# Welcher Monitor? 21:9 oder 16:9?



## power13 (1. Oktober 2019)

Hi zusammen

Ich habe einen neuen Computer zusammengebaut und benötige nun einen neuen Bildschirm.

1.) Wie hoch ist dein Kapital bzw. der Preisrahmen in dem du dich bewegen kannst?
Bis ca. CHF 450.-

2.) Besitzt du noch einen alten Monitor bei dem du dir nicht sicher bist, ob sich ein Upgrade bzw. Neukauf lohnen würde?
Nein

3.) Welche Grafikkarte ist in deinem PC verbaut? (Wichtig bezüglich der Auflösung!)
Gigabyte GeForce RTX 2060 Super Gaming OC - 8GB

4.) Wie sieht der geplante Verwendungszweck schwerpunktmäßig aus? Gaming, Film/Foto-Bearbeitung, Office oder Allround?
Gaming (Ghost Recon Breakpoint, Battlefield, The Division (2), Dota) und Allround

5.) Hast du spezielle Wünsche oder Anforderungen an das Produkt?
Helligkeit ab ca. 300 cd/m²
Kontrast 1000:1, 3000:1 wäre aber besser bzw. willkommen
Latenz <= 5ms
Bei der Frequenz bin ich mir noch uneinig, 60Hz mind, ob ich bei mehr als 60Hz einen Unterschied sehen würde, müsste ich einmal testen.
Auflösung denke ich 2k oder 4k, 1080p ist heute nicht mehr angesagt?
Bei der grösse ist 34" etwa das Maximum.

Heute habe ich einen Samsung P2250.

Beim Format bin ich mir noch nicht sicher.
21:9 soll besser sein für Ego Shooter, da man ein breiteres Sichtfeld hat.
Wenn man den PC dann aber für den Alltag benutzt, geht einem dann das Format 21:9 nicht auf die Nerven?

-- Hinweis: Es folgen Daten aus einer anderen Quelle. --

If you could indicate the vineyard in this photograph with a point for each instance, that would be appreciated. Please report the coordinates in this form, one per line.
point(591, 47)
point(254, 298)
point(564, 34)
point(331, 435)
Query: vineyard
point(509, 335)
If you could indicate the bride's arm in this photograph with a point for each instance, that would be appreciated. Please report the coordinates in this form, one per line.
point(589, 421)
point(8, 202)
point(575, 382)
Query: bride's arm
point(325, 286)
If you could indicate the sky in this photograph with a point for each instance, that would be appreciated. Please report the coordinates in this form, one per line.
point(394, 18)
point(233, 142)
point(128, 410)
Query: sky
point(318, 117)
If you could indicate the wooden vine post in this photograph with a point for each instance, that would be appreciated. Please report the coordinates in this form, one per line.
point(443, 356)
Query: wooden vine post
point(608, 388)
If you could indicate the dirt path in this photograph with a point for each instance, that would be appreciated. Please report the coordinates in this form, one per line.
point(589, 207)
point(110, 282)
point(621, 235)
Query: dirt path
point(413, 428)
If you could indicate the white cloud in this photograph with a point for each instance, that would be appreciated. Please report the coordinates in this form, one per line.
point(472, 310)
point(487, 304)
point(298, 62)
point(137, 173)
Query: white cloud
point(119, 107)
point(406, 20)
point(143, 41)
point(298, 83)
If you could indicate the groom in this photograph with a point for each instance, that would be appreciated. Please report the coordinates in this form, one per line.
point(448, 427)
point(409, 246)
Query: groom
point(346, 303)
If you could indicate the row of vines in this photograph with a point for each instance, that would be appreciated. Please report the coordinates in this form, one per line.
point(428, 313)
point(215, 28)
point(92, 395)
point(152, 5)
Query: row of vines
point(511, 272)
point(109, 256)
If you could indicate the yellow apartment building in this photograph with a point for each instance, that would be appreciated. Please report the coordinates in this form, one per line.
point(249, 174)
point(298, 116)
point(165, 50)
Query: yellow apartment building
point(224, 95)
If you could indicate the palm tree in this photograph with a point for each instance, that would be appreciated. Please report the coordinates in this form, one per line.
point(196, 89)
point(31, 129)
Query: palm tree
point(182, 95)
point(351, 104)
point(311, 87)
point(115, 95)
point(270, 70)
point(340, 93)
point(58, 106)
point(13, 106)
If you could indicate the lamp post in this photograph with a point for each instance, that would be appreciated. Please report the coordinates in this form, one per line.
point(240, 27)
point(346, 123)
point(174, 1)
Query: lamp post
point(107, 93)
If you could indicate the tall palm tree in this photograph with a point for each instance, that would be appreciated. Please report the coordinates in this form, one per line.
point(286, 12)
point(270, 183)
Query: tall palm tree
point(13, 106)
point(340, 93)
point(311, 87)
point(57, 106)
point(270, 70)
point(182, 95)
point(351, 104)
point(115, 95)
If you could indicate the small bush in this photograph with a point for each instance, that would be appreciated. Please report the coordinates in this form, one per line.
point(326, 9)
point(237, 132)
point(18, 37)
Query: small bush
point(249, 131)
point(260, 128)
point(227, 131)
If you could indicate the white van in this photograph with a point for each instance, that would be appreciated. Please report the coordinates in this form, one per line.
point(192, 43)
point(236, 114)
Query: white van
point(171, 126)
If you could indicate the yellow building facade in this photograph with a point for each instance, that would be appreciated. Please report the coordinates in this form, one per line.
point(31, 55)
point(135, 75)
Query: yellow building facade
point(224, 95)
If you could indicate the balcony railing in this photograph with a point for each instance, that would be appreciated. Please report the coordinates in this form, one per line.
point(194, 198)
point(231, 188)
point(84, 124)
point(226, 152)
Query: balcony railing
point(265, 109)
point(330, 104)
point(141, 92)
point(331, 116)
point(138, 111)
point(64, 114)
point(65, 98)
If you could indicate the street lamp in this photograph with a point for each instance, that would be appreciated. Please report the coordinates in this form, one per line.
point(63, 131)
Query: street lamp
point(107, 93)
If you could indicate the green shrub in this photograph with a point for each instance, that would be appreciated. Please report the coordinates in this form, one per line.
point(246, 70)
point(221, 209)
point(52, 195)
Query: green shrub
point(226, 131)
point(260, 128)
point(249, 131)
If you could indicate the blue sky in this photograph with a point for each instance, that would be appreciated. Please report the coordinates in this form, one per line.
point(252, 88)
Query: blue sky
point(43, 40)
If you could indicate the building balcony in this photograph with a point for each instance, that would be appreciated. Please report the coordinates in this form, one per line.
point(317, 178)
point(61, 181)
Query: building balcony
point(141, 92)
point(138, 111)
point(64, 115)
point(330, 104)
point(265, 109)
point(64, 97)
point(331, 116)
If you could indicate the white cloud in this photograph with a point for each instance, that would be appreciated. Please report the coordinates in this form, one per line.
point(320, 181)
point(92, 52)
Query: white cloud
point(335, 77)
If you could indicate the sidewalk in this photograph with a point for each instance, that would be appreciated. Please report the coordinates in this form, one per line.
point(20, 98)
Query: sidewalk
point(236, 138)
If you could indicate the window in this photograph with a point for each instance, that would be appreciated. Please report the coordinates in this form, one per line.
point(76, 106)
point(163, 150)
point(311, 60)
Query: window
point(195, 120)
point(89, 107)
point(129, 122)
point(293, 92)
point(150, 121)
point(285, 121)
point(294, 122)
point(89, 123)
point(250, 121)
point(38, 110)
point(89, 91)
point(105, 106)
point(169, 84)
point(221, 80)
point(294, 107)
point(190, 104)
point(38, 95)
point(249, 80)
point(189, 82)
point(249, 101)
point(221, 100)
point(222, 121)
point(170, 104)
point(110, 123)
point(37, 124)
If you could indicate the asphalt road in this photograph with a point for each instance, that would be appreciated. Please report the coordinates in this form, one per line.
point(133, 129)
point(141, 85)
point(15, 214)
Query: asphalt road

Websites sind ja z.B nicht auf 21:9 optimiert.
Bisher hatte ich aber auch nur 16:9.

Gemäss Low vs Ultra on Ghost Recon Breakpoint with GeForce RTX 2060 Super 8GB 1080p,1440p,4K
Wenn die Auflösung 4k ist, schafft meine Graka im Ghost Recon Breakpoint auf Ultra Settings nur noch 12fps.
Wenn die Auflösung 4k ist, schafft meine Graka im Ghost Recon Breakpoint auf High Settings nur noch 23fps.
Wenn die Auflösung 1440p ist, schafft meine Graka im Ghost Recon Breakpoint auf Ultra Settings nur noch 26fps.
Wenn die Auflösung 1440p ist, schafft meine Graka im Ghost Recon Breakpoint auf High Settings 53fps.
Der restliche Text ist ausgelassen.